Monitor, Troubleshoot, Improve, and Secure Your LLM Applications With Datadog LLM Observability | Datadog

Monitor, troubleshoot, improve, and secure your LLM applications with Datadog LLM Observability

Author Thomas Sobolik
Author Barry Eom
Author Shri Subramanian
Author Siddharth Dwivedi

Published: June 26, 2024

Organizations across all industries are racing to adopt LLMs and integrate generative AI into their offerings. LLMs have been demonstrably useful for intelligent assistants, AIOps, and natural language query interfaces, among many other use cases. However, running them in production and at an enterprise scale presents many challenges. LLM application workflows can be complex and rely on multiple calls to managed LLM platforms, making it difficult to pinpoint the sources of errors and latency for troubleshooting. Evaluating the functional performance of LLM apps by measuring input and response quality and detecting deviations is also often extremely difficult. Additionally, security exploits such as prompt injection can enable attackers to manipulate LLM applications to expose customer data, perform unauthorized actions in your application, and generate inappropriate or harmful material.

Datadog LLM Observability helps you solve these challenges by tracing LLM application workflows from end to end so you can monitor, secure, and improve your LLM applications.
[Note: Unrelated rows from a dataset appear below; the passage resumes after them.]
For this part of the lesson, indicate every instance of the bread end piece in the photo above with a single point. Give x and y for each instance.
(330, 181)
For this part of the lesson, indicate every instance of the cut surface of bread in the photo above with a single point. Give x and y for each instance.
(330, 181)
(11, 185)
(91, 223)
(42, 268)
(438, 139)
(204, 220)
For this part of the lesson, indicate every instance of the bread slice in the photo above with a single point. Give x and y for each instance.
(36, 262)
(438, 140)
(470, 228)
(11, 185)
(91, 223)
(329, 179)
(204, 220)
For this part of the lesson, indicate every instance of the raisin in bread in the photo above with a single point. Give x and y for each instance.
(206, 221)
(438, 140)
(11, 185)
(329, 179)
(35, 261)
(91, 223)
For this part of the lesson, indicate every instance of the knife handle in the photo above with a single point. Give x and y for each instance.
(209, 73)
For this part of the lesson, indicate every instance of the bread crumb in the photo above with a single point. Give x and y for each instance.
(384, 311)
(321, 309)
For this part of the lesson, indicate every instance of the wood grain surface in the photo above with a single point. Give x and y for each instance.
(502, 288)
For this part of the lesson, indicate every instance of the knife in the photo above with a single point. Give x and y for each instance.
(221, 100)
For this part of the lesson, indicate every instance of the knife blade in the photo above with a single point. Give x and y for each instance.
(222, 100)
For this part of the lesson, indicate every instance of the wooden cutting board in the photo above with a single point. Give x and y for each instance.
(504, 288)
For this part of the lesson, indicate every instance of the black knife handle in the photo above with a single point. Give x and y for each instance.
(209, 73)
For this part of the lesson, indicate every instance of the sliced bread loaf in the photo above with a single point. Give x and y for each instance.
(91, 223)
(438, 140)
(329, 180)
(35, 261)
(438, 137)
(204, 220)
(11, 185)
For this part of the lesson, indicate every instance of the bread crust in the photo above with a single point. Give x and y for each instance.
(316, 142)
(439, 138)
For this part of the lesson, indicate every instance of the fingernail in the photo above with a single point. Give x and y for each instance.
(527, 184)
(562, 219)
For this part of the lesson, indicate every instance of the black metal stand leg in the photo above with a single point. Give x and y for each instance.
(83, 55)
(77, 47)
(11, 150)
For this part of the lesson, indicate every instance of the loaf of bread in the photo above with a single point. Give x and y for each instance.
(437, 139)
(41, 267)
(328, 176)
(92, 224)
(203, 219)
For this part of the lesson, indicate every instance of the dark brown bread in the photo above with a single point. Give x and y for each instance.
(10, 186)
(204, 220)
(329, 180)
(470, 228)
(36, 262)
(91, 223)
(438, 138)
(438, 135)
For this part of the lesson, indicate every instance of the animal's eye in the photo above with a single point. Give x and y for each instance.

LLM Observability enables AI engineers and development teams to:

In this post, we’ll discuss how all these features make Datadog LLM Observability a powerful tool to help AI engineers, and software developers, develop accurate, cost-efficient, secure, and highly performant LLM applications at scale.

Troubleshoot your LLM application faster with end-to-end tracing

As you implement more sophisticated prompting techniques and chain components, your LLM applications will become more complex, making it more challenging to identify the root cause of issues or unexpected outputs. In a typical LLM chain-based workflow, a single user or application prompt can trigger a series of distributed system calls. Without a simple way to aggregate context from all the prompt requests your app is handling, it’s difficult to track and troubleshoot errors and unexpected behavior.

LLM Observability collects traces of all of your application’s user prompts into an interface that makes it easy to highlight request errors and latency bottlenecks, as well as understand each step in the chain execution. Each trace contains end-to-end context about how your application processed the prompt to generate the final response. Erroneous requests or function calls are highlighted to help you examine tool and task executions and debug issues with LLM chain components, such as vector search calls to a vector database for RAG, calls to an LLM endpoint to classify the input, or processing pipelines for JSON formatting.

LLM Observability trace view

You can carefully inspect the input prompt and how your application’s response was formed at each step in the chain to discover the root cause of unexpected responses. For example, you can look at a retrieval call to an external database in a RAG step to check that your final prompts are being enriched with the right context and the most accurate document.

LLM Observability trace view, inspecting a chain tool step

Monitor your LLM application’s operational performance

LLM Observability includes operational performance metrics to help you analyze request volume, application errors, and latency over time. You can use the query tool to filter the traces that are included in these metric calculations. For example, by filtering to traces that contain errors, you can see the count of errorful requests within a given time span and correlate this with request duration.

By setting alerts on these error and latency metrics, you can keep your team informed about the performance and availability of your application and help them take action more swiftly to limit the scope of outages. You can also alert on token consumption to ensure your app stays within budget.

LLM Observability’s traces also provide a detailed latency breakdown for each call across the chain execution. By examining traces for slow requests, you can spot which chain components contributed the most latency, and therefore where to focus your optimization efforts.

LLM Observability trace view, showing the latency of a step

LLM Observability’s out-of-the-box dashboards provide a consolidated, overhead view of your LLM-powered application’s operational performance. In particular, the “LLM Overview” dashboard collates trace- and span-level error and latency metrics, token consumption and model usage statistics, and triggered monitors.

LLM Observability Operational Insights dashboard

Evaluate your LLM application’s functional quality

Even if your LLM application is performing well from an operational standpoint, you must still evaluate its responses for factual accuracy and user sentiment. Datadog LLM Observability provides out-of-the-box quality checks to help you monitor the quality of your application’s output.

You can view quality checks in the trace side panel. Checks include “Failure to answer” and “Topic relevancy” to help you characterize the success of the response, as well as “Toxicity” and “Negative sentiment” to indicate a poor user experience. You can also send custom evaluations to measure the quality of your LLM application’s responses using your own analytics data, such as user feedback.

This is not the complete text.